OMG I can't believe this fallacy still exists in trading!

Are you saying that price stops are an ineffective method of managing risk as it comes at too high a price???

Are you suggesting a trader should average down??

Do you differentiate between day trading and investing??

"ONLY" a 50% drawdown??? Do you not make a distinction between a 10 stock portfolio vs a single asset??

Do you trade?






The article used 50% as an arbitrary number to use as an example. Obviously if a stock drops 50% it's a capitulation and you will have to wait for a recovery. The part about the article that makes no sense is showing that after only a 50% drop, the stock/portfolio now has to recover 100% just to reach break even...implying that it will be harder for a stock or portfolio to recover, and that traders need to mitigate losses because of this. This is a fallacy
 
Of course it does.How many stocks double in a reasonable time frame?


And I ask again,whats more likely, a stock dropping 50% and rebounding 100% or a stock dropping 50% only to fall another 50%?? You dont know,do you :)

I fully understand the "limitations" of a lognormal distribution.but your whole argument is banking on a tail event to recover..dont you trade options??

It sounds to me like you are implying that a stock that is down 50% has a greater chance to double than a stock that is perhaps flat or up???

You keep on saying less likely,but you dont say less likely than option B..

Regardless,massive drawdowns are crushers especially when compounding..

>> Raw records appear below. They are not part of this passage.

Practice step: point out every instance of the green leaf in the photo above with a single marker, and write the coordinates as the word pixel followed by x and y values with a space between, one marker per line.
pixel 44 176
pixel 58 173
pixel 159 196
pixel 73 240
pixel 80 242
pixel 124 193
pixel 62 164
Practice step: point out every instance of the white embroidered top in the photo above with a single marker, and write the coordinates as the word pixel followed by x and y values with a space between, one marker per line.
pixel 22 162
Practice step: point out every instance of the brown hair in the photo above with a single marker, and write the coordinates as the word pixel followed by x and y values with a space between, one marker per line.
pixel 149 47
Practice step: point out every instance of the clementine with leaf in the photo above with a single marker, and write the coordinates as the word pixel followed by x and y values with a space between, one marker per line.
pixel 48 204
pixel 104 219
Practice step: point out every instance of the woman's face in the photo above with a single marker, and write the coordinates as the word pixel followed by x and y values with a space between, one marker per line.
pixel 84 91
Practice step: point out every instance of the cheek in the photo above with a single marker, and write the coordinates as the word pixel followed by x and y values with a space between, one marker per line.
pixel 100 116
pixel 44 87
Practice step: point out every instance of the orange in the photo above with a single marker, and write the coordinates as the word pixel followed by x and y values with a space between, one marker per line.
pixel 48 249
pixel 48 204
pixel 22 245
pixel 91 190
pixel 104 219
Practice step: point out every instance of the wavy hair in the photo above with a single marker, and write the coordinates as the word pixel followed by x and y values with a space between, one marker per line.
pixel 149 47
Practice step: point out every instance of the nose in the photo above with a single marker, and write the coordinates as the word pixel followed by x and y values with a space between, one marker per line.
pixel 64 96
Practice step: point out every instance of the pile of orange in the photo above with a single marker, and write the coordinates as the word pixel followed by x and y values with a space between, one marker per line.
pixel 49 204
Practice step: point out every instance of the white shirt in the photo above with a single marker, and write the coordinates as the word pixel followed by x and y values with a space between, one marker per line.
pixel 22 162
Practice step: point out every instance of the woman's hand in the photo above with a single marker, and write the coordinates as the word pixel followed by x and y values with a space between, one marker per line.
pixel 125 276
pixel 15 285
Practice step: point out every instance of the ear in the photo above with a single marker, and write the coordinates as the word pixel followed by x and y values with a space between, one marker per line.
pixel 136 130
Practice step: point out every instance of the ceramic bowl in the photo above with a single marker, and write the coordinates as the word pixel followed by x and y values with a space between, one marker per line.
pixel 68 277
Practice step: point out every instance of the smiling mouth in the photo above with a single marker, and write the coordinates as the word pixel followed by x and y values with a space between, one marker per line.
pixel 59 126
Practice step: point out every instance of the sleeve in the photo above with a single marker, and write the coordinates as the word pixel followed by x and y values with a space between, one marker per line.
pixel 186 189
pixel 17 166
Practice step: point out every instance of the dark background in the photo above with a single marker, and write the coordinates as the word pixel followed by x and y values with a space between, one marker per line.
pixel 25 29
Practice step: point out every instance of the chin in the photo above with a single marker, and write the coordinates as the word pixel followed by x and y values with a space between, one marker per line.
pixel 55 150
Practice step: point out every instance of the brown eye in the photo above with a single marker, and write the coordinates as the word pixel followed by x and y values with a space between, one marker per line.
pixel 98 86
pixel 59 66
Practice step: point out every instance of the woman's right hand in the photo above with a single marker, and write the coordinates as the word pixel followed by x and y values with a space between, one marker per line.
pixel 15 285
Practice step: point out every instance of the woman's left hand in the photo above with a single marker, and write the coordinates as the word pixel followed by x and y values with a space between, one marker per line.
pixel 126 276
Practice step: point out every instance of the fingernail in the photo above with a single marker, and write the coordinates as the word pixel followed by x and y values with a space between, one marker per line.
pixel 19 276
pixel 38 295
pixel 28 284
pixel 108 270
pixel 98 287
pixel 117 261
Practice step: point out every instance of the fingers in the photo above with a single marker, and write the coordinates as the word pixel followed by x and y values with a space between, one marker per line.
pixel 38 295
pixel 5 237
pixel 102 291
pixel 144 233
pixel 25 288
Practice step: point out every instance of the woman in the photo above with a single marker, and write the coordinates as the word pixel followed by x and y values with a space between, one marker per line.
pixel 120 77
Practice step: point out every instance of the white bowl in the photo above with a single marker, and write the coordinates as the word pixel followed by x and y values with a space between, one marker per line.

If a $10 stock has dropped by 50% to $5 it will have to recover by 100% to return to $10. Do you think this makes your chances of recovering your losses less likely?
 
I crashed at Laguna Seca into the Armco barriers. You need to stop talking about your classic Lambo.
If you read and heed his fervent suppositions here and apply them to your option stategies, you could buy 5 classic Lamborghini's. What are you, a f'n noob?